EXCERPTS FROM BIBHUTIBHUSHAN BANDYOPADHYAY STORIES

The color of mist

It was winter evening. The banamouri shrubs in the woods surrounding Kana’s little house had started to flower. A strong aroma had filled the air of the winter afternoon. The red rays of the declining sun falling on Kana’s dilapidated ancestral lodging intensified the antiquity of the building. Kana looked up at Protul with eager eyes. ‘What is it, Protul da?’

‘I have to tell you something—you mustn’t take it amiss—I have been thinking it over for the last several days but couldn’t bring myself to talk to you. Will you marry me, Kana? I would consider myself very fortunate if you…’

Kana was silent. No one spoke for some moments. Then in a subdued voice Kana slowly said, ‘That’s not possible, Protul da!’ Protul was struck by surprise. He little expected her reply.

‘Why not?’ he asked.

Fixing her gaze on the floor, Kana faintly continued. ‘No, no, that can never be, Protul da. There’s a reason, of course, but I can’t talk about it now. We can’t get married, that’s all.’

Why couldn’t they marry? Was she in love with someone else? But he hadn’t seen any young man visiting the family. What could be the reason then?

‘Is the obstacle in the way of our marriage hard to overcome? I want to know why you can’t marry me.

‘It’s difficult.’

‘Won’t you tell me why it’s difficult?’

‘But don’t you know…Hasn’t Dada told you anything?’

Protul’s astonishment increased by volumes. What was it that he was obliged to know? What was it that Sashadhar hadn’t divulged?

‘No, Kana, I don’t understand a thing about what you’re saying. What could have Sashadhar told me?’

‘I’m a widow.’

‘You…?’

‘Yes! I was married when I was eight years old. I became a widow when I was thirteen years of age. It’s five years to date.’

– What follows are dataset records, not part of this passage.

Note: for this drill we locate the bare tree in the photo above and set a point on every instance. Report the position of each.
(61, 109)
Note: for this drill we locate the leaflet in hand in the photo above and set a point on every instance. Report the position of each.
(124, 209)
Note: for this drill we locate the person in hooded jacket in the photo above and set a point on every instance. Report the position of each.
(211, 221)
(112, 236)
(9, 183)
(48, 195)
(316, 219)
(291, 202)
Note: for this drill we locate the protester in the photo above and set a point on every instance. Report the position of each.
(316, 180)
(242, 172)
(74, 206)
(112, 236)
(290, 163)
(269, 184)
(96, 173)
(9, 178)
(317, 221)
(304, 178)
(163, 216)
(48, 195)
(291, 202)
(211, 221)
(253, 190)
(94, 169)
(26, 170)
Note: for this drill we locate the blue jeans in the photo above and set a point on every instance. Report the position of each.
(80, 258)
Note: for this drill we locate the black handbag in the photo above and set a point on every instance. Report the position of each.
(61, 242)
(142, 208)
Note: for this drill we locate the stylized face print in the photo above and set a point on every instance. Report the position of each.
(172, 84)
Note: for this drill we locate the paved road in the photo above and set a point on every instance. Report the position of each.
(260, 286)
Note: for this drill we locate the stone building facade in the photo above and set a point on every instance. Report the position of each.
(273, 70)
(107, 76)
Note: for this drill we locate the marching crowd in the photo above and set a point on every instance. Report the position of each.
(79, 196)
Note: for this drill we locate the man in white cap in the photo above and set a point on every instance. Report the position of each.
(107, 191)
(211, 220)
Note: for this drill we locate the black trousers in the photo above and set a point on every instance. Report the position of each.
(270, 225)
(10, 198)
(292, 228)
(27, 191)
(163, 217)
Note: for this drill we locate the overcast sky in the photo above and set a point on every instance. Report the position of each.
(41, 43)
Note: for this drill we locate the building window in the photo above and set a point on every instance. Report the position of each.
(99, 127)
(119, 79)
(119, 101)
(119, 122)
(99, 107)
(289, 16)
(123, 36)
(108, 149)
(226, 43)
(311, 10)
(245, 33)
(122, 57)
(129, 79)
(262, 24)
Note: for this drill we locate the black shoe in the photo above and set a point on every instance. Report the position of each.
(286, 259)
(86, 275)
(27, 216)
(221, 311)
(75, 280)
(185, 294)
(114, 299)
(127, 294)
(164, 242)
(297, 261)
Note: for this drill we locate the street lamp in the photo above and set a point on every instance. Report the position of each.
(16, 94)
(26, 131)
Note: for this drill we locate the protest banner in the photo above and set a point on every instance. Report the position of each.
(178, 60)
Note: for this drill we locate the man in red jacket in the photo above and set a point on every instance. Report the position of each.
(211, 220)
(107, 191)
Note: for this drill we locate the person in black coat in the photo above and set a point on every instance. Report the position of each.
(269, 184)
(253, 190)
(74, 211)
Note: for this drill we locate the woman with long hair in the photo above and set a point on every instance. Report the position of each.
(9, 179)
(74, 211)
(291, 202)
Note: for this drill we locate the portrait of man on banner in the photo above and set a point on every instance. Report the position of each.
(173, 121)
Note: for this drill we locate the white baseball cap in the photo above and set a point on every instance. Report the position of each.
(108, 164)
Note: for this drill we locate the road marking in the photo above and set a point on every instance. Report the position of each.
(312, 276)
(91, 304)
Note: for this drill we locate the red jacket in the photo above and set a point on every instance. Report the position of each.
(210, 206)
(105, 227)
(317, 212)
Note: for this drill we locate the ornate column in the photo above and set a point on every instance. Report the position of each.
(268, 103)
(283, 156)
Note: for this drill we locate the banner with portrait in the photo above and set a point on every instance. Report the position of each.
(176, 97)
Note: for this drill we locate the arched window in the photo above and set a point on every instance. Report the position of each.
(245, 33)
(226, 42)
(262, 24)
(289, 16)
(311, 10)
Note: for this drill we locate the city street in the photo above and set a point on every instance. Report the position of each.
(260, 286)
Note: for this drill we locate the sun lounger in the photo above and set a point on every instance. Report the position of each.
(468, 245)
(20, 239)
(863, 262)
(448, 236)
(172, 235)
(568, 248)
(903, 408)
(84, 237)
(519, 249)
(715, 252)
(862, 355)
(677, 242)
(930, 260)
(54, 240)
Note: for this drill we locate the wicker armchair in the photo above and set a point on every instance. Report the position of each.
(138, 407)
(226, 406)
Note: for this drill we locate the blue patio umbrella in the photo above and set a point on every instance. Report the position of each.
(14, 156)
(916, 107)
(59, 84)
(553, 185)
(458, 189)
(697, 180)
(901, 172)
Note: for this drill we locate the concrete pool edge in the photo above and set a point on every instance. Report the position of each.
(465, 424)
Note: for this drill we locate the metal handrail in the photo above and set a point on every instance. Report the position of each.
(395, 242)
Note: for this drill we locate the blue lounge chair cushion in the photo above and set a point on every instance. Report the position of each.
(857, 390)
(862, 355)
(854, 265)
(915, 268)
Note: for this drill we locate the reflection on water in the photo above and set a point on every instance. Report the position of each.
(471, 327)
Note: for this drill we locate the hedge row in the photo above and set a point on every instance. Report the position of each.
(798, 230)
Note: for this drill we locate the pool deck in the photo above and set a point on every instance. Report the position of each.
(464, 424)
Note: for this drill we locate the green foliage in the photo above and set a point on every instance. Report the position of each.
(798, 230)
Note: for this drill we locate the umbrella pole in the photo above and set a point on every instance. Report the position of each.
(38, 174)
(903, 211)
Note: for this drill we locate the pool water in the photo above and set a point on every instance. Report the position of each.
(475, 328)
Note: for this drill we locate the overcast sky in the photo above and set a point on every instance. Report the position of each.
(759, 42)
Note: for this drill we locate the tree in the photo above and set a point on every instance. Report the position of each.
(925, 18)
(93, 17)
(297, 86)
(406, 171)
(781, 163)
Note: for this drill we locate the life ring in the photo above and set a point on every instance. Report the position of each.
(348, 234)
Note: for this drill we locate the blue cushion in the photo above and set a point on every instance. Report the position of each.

Kana…a widow? Protul’s head was spinning madly. He felt faint. What an irony of fate! He had been weaving such incredibly romantic dreams around the girl, had wrongly accused her family, in his thoughts, of having designs on him. His heart was suffused with feelings of guilt and shame.

‘But, Kana, I didn’t know anything about this. No one had told me!’

‘But I thought you knew…that Dada had told you about me. I’m struck by your ignorance.’

‘Can I say something…a lot of widows remarry in our society these days.’

‘Leave such thoughts…what cannot be, won’t be—what’s the use of raising the issue?’

‘But I won’t give in. Why won’t you marry me, Kana, answer me to my face…I am interested in seeing you happy, I can rebuff society and all its norms for that.’

Tears welled up in Kana’s eyes, they streamed down her cheeks. Wiping the tears with the free end of her saree, she said, ‘I beg of you, Protul da…’

Protul didn’t add another word. The next day he handed his resignation letter to his office, giving them a month’s notice. He decided there wasn’t any point in his staying on; he wouldn’t stay in Nathpur any longer.

Bangle from Tirol

Hearing no sound coming from the room even at 9 o’clock, I knocked at their door. It seemed as if there wasn’t a soul within. I was compelled to peep in through the tiny window to the west. I noticed the girl lying. I felt awkward about prying like that but what else could I have done? I simply had to find out what the matter was.

I must have cried out loudly at the sight from the window—I say I must have, because I have no clear recollection of the moment. I was so greatly befuddled that I was hardly mindful of the scene I had witnessed. There was blood just about everywhere. My curiosity aroused, I wondered if my eyes were not deceiving me—but that lasted only a second. I saw Purnima’s dada sprawled on the wooden bed, lying in a peculiar position on his stomach. The bedding was soaked in blood. Blood was streaming all over the place, also on the floor. Purnima was seated plonked against a wall. I couldn’t tell, from that distance, whether she was alive or dead. A cushion, detached from the bedding, had fallen on her body. It was red with blood.

My cries must have pierced the air; neighborhood people came rushing in. In the meanwhile I had lapsed

into unconsciousness. It took them a while to bring me round. They had to break open the door and enter the room. Purnima’s dada had deep gashes on his neck, arms and shoulders, produced by the sharp knife Purnima had borrowed to cut vegetables with the night before. The knife, covered with blood, was lying abandoned at the edge of the bed. Purnima’s clothes, her sari or her blouse, were not stained; they bore only a sprinkling of blood shots. I realised that the woebegone girl had committed a dastardly crime.

She had killed her brother with her own hands and was now lying on the floor, lost to the world. But I couldn’t find a trace of anxiety on her face when I entered the room. She looked so beautiful in her slumber, so innocent—the picture of an unblemished beauty. All of a sudden the terrifying image of

Kali, the Goddess of destruction, floated in my mind’s eye. I recalled how Kali had the power both to destroy and create. She carried the sacrificial dagger in one of her hands while with the other she bestowed love!